Within the product box you’ll find a plastic box containing the card and the rest of the “usual” stuff, including Enemy Territory: Quake Wars. When we say usual, we mean two DVI-to-VGA dongles, S-video and HDTV cable, 6-pin power cable, PCIe cable, driver CD and the user’s manual.




We incorporated Gainward 8800 GT GLH results also running at 700MHz. Both cards run at almost identical speeds, it’s only the memory clocks that are different; Gainward has the edge there, but only by 25MHz.

It’s fun seeing overclocked 8800 GT beating the new 8800 GTS based on the same G92 core, and running at 650MHz.


EVGA 680i SLI (Supplied by EVGA)

Intel Core 2 Duo 6800 Extreme edition (Supplied by Intel)


OCZ FlexXLC PC2 9200 5-5-5-18  (Supplied by OCZ)
        while testing CL5-5-5-15-CR2T 1066MHz at 2.2V

OCZ Silencer 750 Quad Black ( Supplied by OCZ)

Hard disk:
Seagate Barracuda 7200.9 80GB SATA (Supplied by Seagate)


Freezer 7 Pro (Supplied by Artic Cooling)

Case Fans:
Artic Cooling - Artic Fan 12 PWM
Artic Cooling - Artic Fan 8 PWM


Futuremark tests


Overclocked 8800 GT’s were better than 8800 GTS (G92), but the difference between Gainward and EVGA is virtually non-existent. Gainward’s using a dual slot cooler, and that’s the only thing that sets these two apart. The rest of the results are quite similar to Futuremark tests – there’s no real winner. Both cores run at 700MHz and Shaders at 1750MHz. Compared to Nvidia’s reference 8800 GT, EVGA 8800 GT ,SSC is much better.




In Company of Heroes, the EVGA card beats Nvidia’s reference 8800 GT by 13%. It also performs well versus 8800 GTS, and at lower resolutions it even beats 8800 GTX.

It's as if World in Conflict was playing tricks on 8800 GT cards, so initially EVGA outperformed Gainward, then the tables turned, and finally, at higher resolutions and with antialiasing on, the cards performed identically.

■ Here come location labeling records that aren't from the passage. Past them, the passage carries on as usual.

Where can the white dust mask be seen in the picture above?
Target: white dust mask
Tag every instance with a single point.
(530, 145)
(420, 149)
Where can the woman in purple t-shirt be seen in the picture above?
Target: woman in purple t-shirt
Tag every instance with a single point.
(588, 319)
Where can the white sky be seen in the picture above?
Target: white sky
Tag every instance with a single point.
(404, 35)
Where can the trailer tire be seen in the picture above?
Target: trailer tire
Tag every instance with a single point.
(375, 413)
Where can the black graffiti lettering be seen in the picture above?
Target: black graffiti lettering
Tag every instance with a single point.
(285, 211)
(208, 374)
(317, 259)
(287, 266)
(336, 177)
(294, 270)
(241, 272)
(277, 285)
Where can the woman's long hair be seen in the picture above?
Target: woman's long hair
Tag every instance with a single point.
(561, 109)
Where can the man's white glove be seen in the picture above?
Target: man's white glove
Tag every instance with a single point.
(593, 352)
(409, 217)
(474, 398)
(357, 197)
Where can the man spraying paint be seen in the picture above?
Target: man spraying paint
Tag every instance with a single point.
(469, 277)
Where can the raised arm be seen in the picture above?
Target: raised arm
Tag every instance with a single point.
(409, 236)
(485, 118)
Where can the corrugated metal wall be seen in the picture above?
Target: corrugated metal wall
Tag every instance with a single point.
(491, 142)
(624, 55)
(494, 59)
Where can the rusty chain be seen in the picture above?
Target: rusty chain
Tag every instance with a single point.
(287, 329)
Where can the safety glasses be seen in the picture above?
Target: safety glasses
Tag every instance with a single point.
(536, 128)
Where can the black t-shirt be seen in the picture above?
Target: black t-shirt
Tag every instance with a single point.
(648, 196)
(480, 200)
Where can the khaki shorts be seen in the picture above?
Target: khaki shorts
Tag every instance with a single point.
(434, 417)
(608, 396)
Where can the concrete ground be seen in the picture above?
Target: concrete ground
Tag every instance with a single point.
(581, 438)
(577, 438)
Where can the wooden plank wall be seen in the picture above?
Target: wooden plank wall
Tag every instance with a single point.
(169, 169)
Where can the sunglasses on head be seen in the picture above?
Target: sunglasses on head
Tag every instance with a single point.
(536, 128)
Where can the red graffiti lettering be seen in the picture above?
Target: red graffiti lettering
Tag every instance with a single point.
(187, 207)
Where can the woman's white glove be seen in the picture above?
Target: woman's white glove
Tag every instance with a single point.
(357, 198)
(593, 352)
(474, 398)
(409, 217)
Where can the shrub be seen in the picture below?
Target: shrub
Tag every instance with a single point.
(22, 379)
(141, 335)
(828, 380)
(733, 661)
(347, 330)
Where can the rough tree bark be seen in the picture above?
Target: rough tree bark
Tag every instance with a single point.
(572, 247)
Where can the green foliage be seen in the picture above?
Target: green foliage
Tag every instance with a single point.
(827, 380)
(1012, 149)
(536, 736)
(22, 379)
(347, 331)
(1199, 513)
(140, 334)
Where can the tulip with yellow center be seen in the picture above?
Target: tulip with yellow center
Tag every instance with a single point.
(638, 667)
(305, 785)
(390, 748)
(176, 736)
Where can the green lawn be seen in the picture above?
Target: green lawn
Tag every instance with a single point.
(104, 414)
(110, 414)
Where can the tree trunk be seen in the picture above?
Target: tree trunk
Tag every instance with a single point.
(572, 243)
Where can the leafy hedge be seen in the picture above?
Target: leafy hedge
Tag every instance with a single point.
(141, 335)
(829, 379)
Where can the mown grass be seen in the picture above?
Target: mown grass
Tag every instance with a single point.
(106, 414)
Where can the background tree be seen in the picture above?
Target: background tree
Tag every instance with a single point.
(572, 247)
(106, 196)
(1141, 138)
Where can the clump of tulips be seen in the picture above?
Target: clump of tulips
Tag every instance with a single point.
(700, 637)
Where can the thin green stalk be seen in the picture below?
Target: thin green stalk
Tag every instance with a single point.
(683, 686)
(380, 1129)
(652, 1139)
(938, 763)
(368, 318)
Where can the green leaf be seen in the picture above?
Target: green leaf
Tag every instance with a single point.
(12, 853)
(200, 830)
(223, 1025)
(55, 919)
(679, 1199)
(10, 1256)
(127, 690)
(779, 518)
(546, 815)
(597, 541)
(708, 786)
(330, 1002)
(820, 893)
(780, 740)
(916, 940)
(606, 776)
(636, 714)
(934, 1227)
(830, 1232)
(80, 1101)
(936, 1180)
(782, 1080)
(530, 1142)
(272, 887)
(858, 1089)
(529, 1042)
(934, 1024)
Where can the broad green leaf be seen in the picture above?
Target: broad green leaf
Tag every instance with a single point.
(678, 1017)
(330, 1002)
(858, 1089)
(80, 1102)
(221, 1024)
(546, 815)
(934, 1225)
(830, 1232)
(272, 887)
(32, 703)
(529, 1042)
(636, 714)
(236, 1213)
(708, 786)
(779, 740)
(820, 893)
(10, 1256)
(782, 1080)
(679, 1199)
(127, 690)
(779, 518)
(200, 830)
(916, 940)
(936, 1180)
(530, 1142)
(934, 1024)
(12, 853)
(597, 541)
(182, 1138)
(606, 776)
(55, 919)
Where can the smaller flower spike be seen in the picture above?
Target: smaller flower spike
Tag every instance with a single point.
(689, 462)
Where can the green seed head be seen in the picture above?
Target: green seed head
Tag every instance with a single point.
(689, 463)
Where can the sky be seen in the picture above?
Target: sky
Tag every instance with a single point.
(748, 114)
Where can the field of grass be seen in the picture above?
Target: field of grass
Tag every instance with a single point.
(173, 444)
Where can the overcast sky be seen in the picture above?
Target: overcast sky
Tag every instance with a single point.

In F.E.A.R. the difference between reference and overclocked cards is clearly visible – Nvidia’s 8800 GT was slower by up to 19%. F.E.A.R. does like higher clocks, so even 8800 GTS couldn’t compete with an overclocked EVGA 8800 GT SSC card.


In Crysis at 1280x1024, we gamed with anti-aliasing on, and EVGA 8800 GT SSC scored 33.4 frames, which is the best result for any G92-based card scored.


EVGA has a great card that can even lock horns with the 8800 GTS with 128 Stream processors. Geforce 8800 GT SSC can do that because it runs at 700MHz, and that’s a whole 100MHz more than reference cards offer.

With 513MB GDDR3 memory running at 1000MHz (2000MHz DDR), this card is a diamond – and it’s just as hard to find. We’ve already seen that 8800 GTS is a great card, but it costs a bit more than overclocked 8800 GT, although GTS is also a good overclocker.

In current games and gaming at standard gaming resolutions, 8800 GT and 8800 GTS are more than enough. If you want more, then you should check out EVGA’s Triple SLI here.

If you can find this card in retail, then we seriously recommend you snatch it up, and do it fast, because it might take a while before you get another chance.